Undeutlich hörte er die Meldung Lugaus’. Es klang hastig und aufgeregt durchs Telephon – in abgebrochenen Sätzen: »Bahnhof voll Frauenzimmer – kein Zweifel weibliche Anarchisten – kommen immer neue – der ganze Perron voll – mindestens Demonstration.« »Haben sie ein besonderes Zeichen?« »Noch nicht – wahrscheinlich erst, wenn der Zug einfährt – bitte sofort Verstärkung …« »Sende umgehend dreißig Mann in Zivil …« »Bitte dringend. – Sollen sich unauffällig auf den Perron begeben. – Nicht gleichzeitig. – Jeder Mann posto fassen hinter je einem Frauenzimmer. Im gegebenen Moment ergreifen.« »Ist gut.« »Halloh – noch etwas!« »Was denn?« »Vier Berittene vor den Bahnhof.« – »Wird geschehen.« Schluß. Klingling. – – – – – – – – – – – – – – – – – Ottokar hat nie erfahren, warum er zwei Tage in Wien in Untersuchungshaft gesessen ist. Wenn er sich im »goldenen Prag«, das er jetzt erst zu schätzen weiß, an sein schreckliches Wiener Abenteuer erinnert, so erscheint ihm das Ganze wie ein wirrer, unheimlicher Fiebertraum. Da war ein Bahnhof voll Menschen gewesen, ungeheuer viel Frauenzimmer – und hinter jeder ein Mann. Plötzlich,
als der Zug einfuhr – und er aus dem Coupéfenster heraus seelenvergnügt sein rotes Seidentüchl schwenkte – hatten ihm zahllose rote Tücher zurückgewinkt, er hatte gestutzt: Was, – die Frauen da waren mit ihren Männern gekommen und machten sich lustig über ihn?! Da wollte er doch gleich hineinfahren – Himmelkreuzdonnerwetter! Aber die Männer hatten die Frauen mit einem Ruck gepackt und weggeschleppt. Er stieg aus und – zwei Wachleute faßten ihn unter den Armen. Was war das? Er schrie, er wehrte sich, ein Menschenauflauf umstand ihn – während gleichzeitig eine ganze Gesellschaft von Herren in Frack und Uniform den Salonwagen umgab … Dann hatten sie ihn auf die Polizei gebracht und ihn aufgefordert, sich zu legitimieren. Er hatte keine Papiere bei sich, natürlich, aber er war der Ottokar Kralik aus Prag und nach Wien gekommen, um sich zu amüsieren. »So, so!« Der Polizeirat hatte fein und überlegen gelächelt, »und das rote Seidentuch und die Frauenzimmer?« er berief sich auf die Annonce. »Das sei famos inszeniert,« meinte der Rat. Wie er denn über die makedonische Frage denke? Ottokar hatte gestutzt, denn gerade darüber hatte er sich im Coupé mit einem Herrn unterhalten. Das war ein Wiener Oberlehrer und hatte zu Protokoll gegeben, der Verhaftete habe eine Zeitung, die bei gesinnungstüchtigen Wiener Oberlehrern einen schlechten Ruf genießt, bei sich gehabt und zu ihm, dem Lehrer, gesagt: »Natürlich – wir werden die Kastanien aus dem Feuer holen.« Ob er das leugnen wolle?
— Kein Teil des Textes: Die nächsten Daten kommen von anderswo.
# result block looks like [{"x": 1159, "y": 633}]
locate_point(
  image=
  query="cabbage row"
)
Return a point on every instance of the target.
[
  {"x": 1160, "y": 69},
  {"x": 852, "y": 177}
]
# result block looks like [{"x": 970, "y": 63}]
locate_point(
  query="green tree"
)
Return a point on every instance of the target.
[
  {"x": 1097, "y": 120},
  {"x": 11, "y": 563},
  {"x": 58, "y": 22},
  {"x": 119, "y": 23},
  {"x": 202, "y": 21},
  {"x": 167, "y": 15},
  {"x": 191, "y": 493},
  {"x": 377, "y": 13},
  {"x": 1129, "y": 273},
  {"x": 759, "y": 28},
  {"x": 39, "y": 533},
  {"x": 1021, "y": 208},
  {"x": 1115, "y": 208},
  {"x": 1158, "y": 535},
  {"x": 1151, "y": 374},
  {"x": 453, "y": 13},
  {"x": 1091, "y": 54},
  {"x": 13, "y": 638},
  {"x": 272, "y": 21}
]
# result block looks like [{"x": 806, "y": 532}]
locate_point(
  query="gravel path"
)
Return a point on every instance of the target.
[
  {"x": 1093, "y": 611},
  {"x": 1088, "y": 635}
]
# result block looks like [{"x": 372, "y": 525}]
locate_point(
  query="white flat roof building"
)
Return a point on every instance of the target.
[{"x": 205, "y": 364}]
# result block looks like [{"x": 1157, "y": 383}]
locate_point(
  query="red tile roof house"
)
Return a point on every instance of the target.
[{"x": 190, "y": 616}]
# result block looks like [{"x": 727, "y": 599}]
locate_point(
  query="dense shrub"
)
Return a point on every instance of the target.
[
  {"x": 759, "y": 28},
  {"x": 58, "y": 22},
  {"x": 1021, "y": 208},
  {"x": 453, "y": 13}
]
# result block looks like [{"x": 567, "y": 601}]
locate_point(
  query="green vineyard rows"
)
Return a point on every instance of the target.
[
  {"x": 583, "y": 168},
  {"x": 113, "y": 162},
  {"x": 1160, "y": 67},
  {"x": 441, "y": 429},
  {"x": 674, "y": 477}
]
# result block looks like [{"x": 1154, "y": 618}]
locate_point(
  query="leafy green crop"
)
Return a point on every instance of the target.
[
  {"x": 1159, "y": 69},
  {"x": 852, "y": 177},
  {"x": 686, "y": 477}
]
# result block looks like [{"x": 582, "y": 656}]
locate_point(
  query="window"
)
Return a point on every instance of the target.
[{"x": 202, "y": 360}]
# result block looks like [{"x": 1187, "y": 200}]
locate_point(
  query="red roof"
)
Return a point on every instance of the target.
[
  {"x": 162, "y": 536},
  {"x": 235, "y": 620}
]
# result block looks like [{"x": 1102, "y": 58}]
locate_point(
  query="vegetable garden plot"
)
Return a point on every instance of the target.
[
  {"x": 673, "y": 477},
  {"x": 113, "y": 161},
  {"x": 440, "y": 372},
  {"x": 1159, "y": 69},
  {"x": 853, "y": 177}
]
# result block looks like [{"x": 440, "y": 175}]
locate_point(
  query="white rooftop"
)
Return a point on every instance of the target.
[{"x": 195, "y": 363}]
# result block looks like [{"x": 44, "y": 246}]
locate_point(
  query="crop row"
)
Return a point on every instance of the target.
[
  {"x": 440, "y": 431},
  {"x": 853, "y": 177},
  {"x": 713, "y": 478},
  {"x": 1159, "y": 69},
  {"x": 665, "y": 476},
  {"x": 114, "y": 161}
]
»Nein – gewiß nicht – es wäre ihm auch sehr unangenehm, wenn vielleicht – mobilisiert würde – und er müßte mit nach Makedonien. Wo er doch in Prag jetzt so viel zu tun habe …« Der Polizeirat hatte ihn rasch unterbrochen: »Aha – da haben wir’s!« Ob man wegen so was in Wien verhaftet würde, hatte er wütend gefragt … Er war nicht klug geworden, was sie mit ihm und dem Grafen Ixdorff, der im selben Zuge gefahren war, und den »roten« Frauenzimmern eigentlich wollten. Der alte Vojtech war über die Feiertage aufs Land gefahren. Erst nach zwei Tagen fand er das Telegramm und holte den jungen Herrn, aus Wien ab. Der Herr Rat hatte sehr verlegen ausgesehen, und Ottokar kam sich vor wie ein Irrsinniger … Doch als er im Coupé saß, begriff er nicht, daß er zwei Tage in Wien gewesen war – und weder die Museen besucht, noch in den Prater gefahren, noch mit »Ihr«, die da Kunstverständnis haben sollte, im Stephanskeller diniert, abends die Oper besucht und dann – und dann – im Hotel »Zur schönen blauen Donau« – nicht gewesen war. Ottokar hat nie mehr die Feiertage in Wien verbracht. Herr Lugaus ist diesmal nicht befördert worden. Graf Ixdorff hat die Rückreise aus dem Balkan angetreten und wird nächstens wieder in Wien erwartet.